I have a special place in my heart for Senator Feinstein. I moved to San Francisco in late summer, 1992. One of my first memories of the city is going to a rally with my new flatmate (whom I had only met a few days before) at San Francisco State University for then candidates Dianne Feinstein and Barbara Boxer. *Two* women Senatorial candidates that I could vote for? Having just moved from Jesse Helm’s North Carolina, I was giddy with anticipation for that election day.
I was glad to see Senator Feinstein announce this morning that she would not support Jeff Sessions’ nomination as Attorney General. The release on her website listed the full transcript of her closing argument. I appreciated her arguments and supporting evidence. However, I was perplexed, and somewhat dismayed, by why she supported previous appointees. The statements on her website regarding confirmation for Mike Pompeo (Director of the CIA), James Mattis (Secretary of Defense), and John Kelly (Secretary of Homeland Security) didn’t contain many details, they read more or less as “fluff.” I attempted calling her offices and all mailboxes were full, no incoming messages accepted. Her website said that constituents were welcome to visit her offices between 9 am and 5 pm Monday through Friday, which surprised me. I kind of thought I’d need an appointment. Given that her San Francisco office is only a ten minute walk from my house, I decided to visit there this afternoon.
What I didn’t realize was that a protest had been planned outside her office, and access to the building was being closely monitored by a security guard. Figuring it was worth a shot, I walked to the door, said, “I’m here to visit Senator Feinstein’s office, please,” and waited. He pointed towards a group on the sidewalk and said, “The legislator is there.” I thanked him and walked over to a group of men and women holding signs, clasping stacks of letters and postcards, and talking, trying to figure out who “the legislator” was. It quickly became evident. He was the one in the middle of the circle, the one listening, nodding his head, then turning to the next person to hear their thoughts as soon as the prior person was finished speaking, the one who looked weary. After a few minutes, he moved the group to an alcove of the office building, so that we weren’t blocking the sidewalk.

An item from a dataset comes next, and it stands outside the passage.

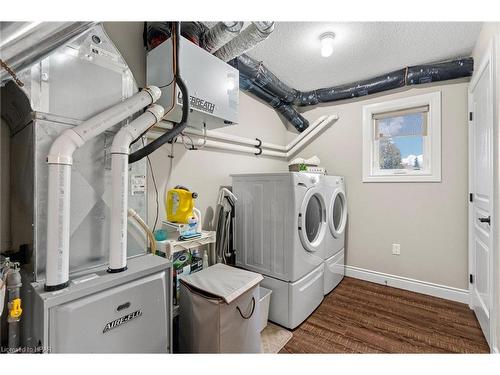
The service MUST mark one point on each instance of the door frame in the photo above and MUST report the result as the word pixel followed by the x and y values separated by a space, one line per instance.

There were probably 15 – 20 people that wanted to speak with him. I appreciated how he listened to each person, answered questions, received suggestions for Senator Feinstein, and offered suggestions for us. I thanked him for posting the detailed explanation of why Senator Feinstein wouldn’t support Sessions’ nomination. I said I’d like to learn more about why the Senator supported the prior presidential nominations, however. He explained that Senator Feinstein considered each nomination carefully, and she believed that each was the the best candidate that the president would put forward and each candidate would do an acceptable job. There were other people that may have been better for the job, but that the president likely would not consider putting forth for nomination. A woman next to me said that Feinstein should have voted against the nominations, that just because a nomination is the best presented, doesn’t mean that the person will be good for the job. He nodded. I asked if there was anything we could do about Bannon’s appointment. He told us that Chief Strategist is not a Senate approved position and at once several people asked about his appointment to the National Security Council, and if anything could be done about that. He said that it’s still to be determined if that appointment will require Senate confirmation but that it’s under investigation. Several people asked, desperation entering their voices, “But what can we do?” He encouraged us to call our friends in red states. Encourage them to hold protests outside of their Senators’ offices. Continue to call. Continue to email. Continue to write letters. Continue to share our thoughts, to make our voices heard. It does make a difference.